The conversion of the Edomites (Idumeans)

According to Josephus (Antiquities XIII, 9, 1), the Hasmonean John Hyrcanus (Hyrcanus I) "conquered in Idumea the cities of Adora [Adoraim] and Marisa [Maresha] and subjected all the Idumeans [Edomites]. He allowed them to stay in the land, however, if they were willing to introduce circumcision and live by the other Jewish laws. In truth, out of love for their homeland they accepted circumcision with the other Jewish customs and were henceforth likewise Jewish."

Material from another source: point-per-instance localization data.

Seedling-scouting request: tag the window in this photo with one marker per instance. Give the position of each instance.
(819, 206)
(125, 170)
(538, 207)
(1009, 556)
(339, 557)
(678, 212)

This account has lately been qualified by Peter Richardson, pp. 54-62, following Aryeh Kasher, pp. 46-78: the Edomites already performed circumcision on their own, but indeed the cities of Adora and Marisa had become so thoroughly hellenized that their citizens had given up the practice. Josephus's account applies to these cities only. There are indications in Strabo and Ptolemy that Idumea was peacefully annexed by Hyrcanus. Many Idumeans (already circumcised) accepted Judaism voluntarily (partly, perhaps, in response to the missionary fervor of the Hasmonean revivalists), while others kept their old religion without leaving. Among the converts was a man who would be Herod's paternal grandfather. The descendants of the converts were caught, it would seem, between two identities. Josephus reports on Costobar, Herod's brother in law (the name is constructed with that of Cos, the chief Edomite God). Descended from priests of Cos, he hoped to lead his fellow Idumeans to independence from the Jews and Jewish customs. On the other hand, Josephus also reports on Idumeans who gave strong support to their fellow Jews in the first revolt against Rome.